Genetic Mutations Linked to Early-Onset Alzheimer’s Disease
Overview of Alzheimer’s Disease
Alzheimer’s Disease (AD) is recognized as the most prevalent form of dementia, although only a small percentage of patients experience early-onset Alzheimer’s Disease (EOAD). Recent discoveries have identified genetic mutations in specific genes associated with EOAD, which can be utilized in genetic counseling.
Key Genetic Factors in EOAD
Research has shown that mutations in the amyloid protein precursor (APP), presenilin-1 (PSEN1), and presenilin-2 (PSEN2) genes are responsible for the hereditary forms of EOAD. Even though these genes were identified over two decades ago, investigations into their genetic variations and their implications for disease severity continue.
Recent Study Insights
A recent publication by Hélène-Marie Lanoiselée and colleagues in PLOS Medicine updates findings from a previous genetic screening study on EOAD. This study expanded upon earlier data gathered from 28 French hospitals and focused on 53 families with at least two first-degree relatives diagnosed with EOAD by the age of 65 across two generations. Additionally, the research analyzed 129 sporadic cases of Alzheimer’s disease, defined as instances without a prior familial history of EOAD, all of which had an age of onset below 51 years (44% males, mean age of onset = 45 ± 2 years).
Methodology and Findings
The researchers conducted a search for genetic mutations in the APP, PSEN1, and PSEN2 genes using Sanger sequencing on DNA samples obtained from whole blood. When combined with data from earlier studies, the analysis identified mutations in APP, PSEN1, and PSEN2 in 170 EOAD families. Notably, 18 sporadic cases revealed mutations in PSEN1 (17 cases) and APP (1 case). Furthermore, in 10 sporadic instances, genetic mutations were not present in the parents, indicating the occurrence of de novo mutations. The study uncovered a total of 90 distinct mutations, of which 13 were previously unreported.

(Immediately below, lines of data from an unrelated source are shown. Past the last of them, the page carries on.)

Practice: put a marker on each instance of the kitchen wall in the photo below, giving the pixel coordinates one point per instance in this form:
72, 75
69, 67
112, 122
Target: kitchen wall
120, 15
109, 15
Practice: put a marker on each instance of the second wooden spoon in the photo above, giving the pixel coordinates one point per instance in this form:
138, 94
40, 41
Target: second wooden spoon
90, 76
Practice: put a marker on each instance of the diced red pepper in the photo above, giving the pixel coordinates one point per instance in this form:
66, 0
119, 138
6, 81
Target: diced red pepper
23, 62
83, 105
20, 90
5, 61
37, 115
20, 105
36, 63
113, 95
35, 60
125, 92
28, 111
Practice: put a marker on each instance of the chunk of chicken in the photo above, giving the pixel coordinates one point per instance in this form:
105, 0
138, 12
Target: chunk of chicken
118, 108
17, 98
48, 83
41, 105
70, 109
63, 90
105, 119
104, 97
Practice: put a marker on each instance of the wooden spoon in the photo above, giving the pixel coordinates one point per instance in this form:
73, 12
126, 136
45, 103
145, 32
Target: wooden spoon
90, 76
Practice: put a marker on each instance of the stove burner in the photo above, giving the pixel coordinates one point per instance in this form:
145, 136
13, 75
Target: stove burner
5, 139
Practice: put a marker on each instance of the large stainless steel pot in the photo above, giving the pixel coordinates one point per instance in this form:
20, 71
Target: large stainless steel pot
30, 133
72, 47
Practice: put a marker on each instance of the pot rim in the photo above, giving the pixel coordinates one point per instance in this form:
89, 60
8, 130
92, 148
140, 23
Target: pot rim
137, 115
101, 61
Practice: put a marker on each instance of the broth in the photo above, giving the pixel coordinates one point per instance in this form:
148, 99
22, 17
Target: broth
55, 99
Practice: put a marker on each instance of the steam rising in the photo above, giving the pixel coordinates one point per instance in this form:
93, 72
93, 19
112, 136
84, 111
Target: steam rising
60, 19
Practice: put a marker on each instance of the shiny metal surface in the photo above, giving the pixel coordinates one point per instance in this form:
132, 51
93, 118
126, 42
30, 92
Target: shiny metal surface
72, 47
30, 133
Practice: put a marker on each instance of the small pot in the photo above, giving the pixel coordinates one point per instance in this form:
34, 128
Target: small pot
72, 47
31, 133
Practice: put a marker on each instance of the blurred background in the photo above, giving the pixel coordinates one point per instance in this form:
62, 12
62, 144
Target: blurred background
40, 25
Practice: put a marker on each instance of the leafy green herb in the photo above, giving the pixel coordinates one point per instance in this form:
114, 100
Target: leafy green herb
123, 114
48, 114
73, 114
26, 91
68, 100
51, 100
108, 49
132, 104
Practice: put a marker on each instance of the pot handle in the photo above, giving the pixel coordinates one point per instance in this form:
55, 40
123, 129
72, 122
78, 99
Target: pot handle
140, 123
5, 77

Implications for Genetic Counseling
The findings provide a clearer understanding of how approximately 77% of these 90 mutations influence disease severity, enhancing their utility in genetic counseling. Importantly, a significant number of PSEN1 mutations were found in individuals without a familial history of EOAD, suggesting a need for broader screening practices. Currently, PSEN1 mutation screening is limited to patients with a family history of EOAD; thus, it is recommended that clinicians also consider patients with sporadic EOAD for genetic screening of APP, PSEN1, and PSEN2 genes.
Conclusion
The ongoing research into genetic mutations associated with early-onset Alzheimer’s disease is vital for improving genetic counseling and diagnosis. As our understanding evolves, it is essential to adapt screening practices to include a wider range of patients, ultimately enhancing care for those affected by this challenging condition.